The retrospective and longitudinal assessment of 56 children revealed significant differences in how the disease affects the sexes. Researchers found that male patients exhibited an average bone age delay of 1.2 years, while females showed a more modest average delay of 0.4 years. This disparity was even more striking when examining the frequency of severe delays: Approximately 58% of male participants were delayed by one to two years, compared to just 21% of females. Furthermore, a subset of patients in both sexes showed delays exceeding two full years, a factor that significantly complicates traditional growth monitoring and the timing of surgical or hormonal interventions.

Despite these significant lags in skeletal maturation, the research offers a silver lining: Standard height prediction models remain relatively reliable for this population. By utilizing both the Bayley-Pinneau and Tanner-Whitehouse methods, researchers determined that predicted adult heights generally fell within the standard ±2-inch margin typical for healthy children.

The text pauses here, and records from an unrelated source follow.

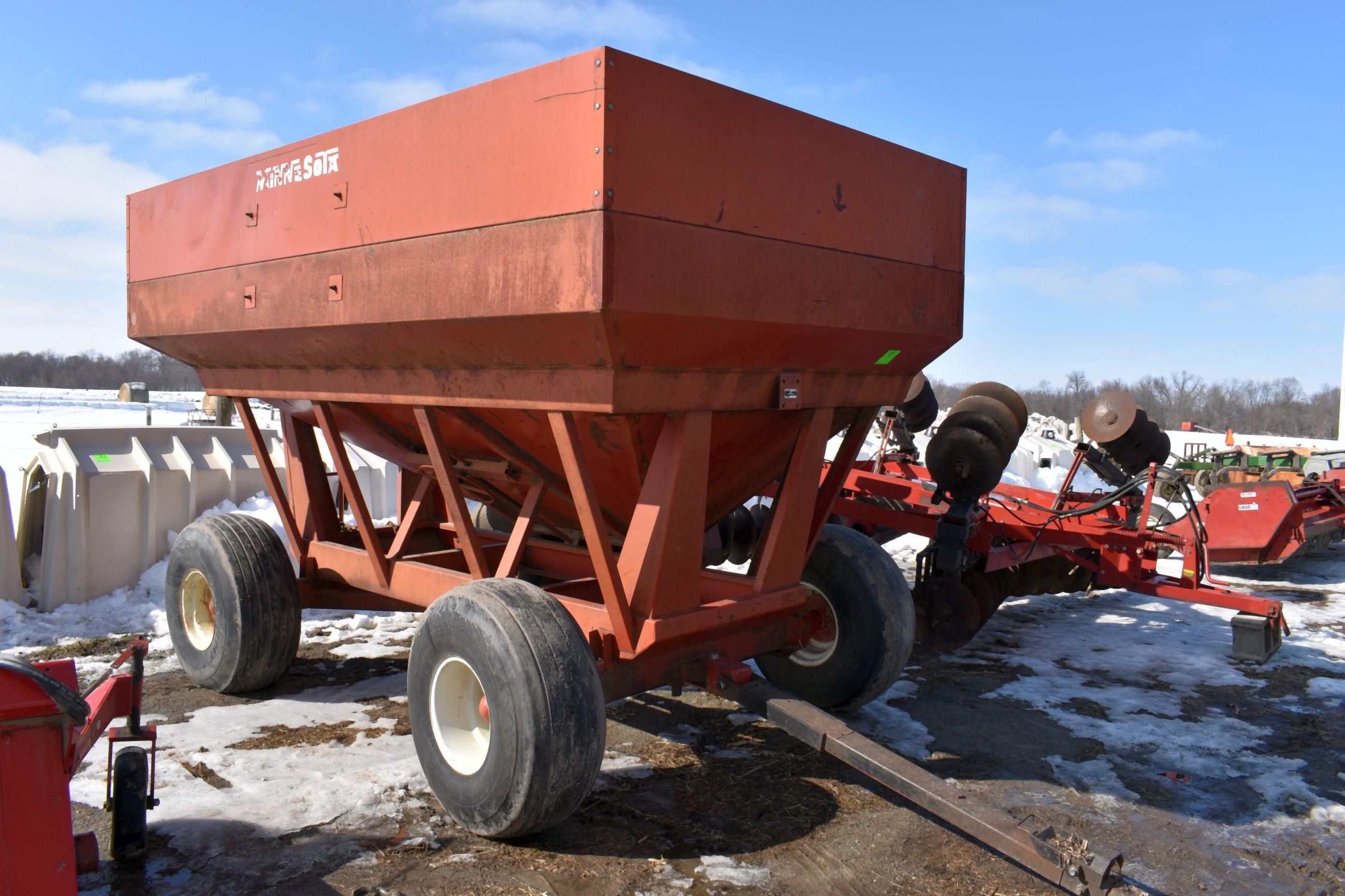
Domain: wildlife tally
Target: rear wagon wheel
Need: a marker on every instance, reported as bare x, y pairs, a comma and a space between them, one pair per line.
868, 625
506, 707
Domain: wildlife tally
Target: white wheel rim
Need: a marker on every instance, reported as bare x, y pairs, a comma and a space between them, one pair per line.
817, 650
198, 610
462, 734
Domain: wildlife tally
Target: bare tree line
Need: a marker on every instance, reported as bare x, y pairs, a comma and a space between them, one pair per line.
92, 370
1256, 407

However, the study, “Bone Age Delay in X-linked Hypophosphatemia,”did identify subtle nuances in these tools. There was a slight tendency for the Bayley-Pinneau method to overestimate height in males, while the Tanner-Whitehouse method trended toward overestimation in females. For clinicians, these findings emphasize that bone age delay is a systemic feature of XLH rather than an isolated symptom. The research indicates that while male patients may appear to be “falling behind” on growth charts more rapidly, this lag can be viewed as a predictable byproduct of the disease’s pathology. As precision medicine continues to evolve within the rare disease space, data regarding sex-specific growth patterns allows for more tailored therapeutic approaches. By integrating these specific bone age trends into daily clinical practice, healthcare providers can better navigate the complex relationship between phosphate management and skeletal development, ultimately improving long-term physical outcomes for children living with XLH.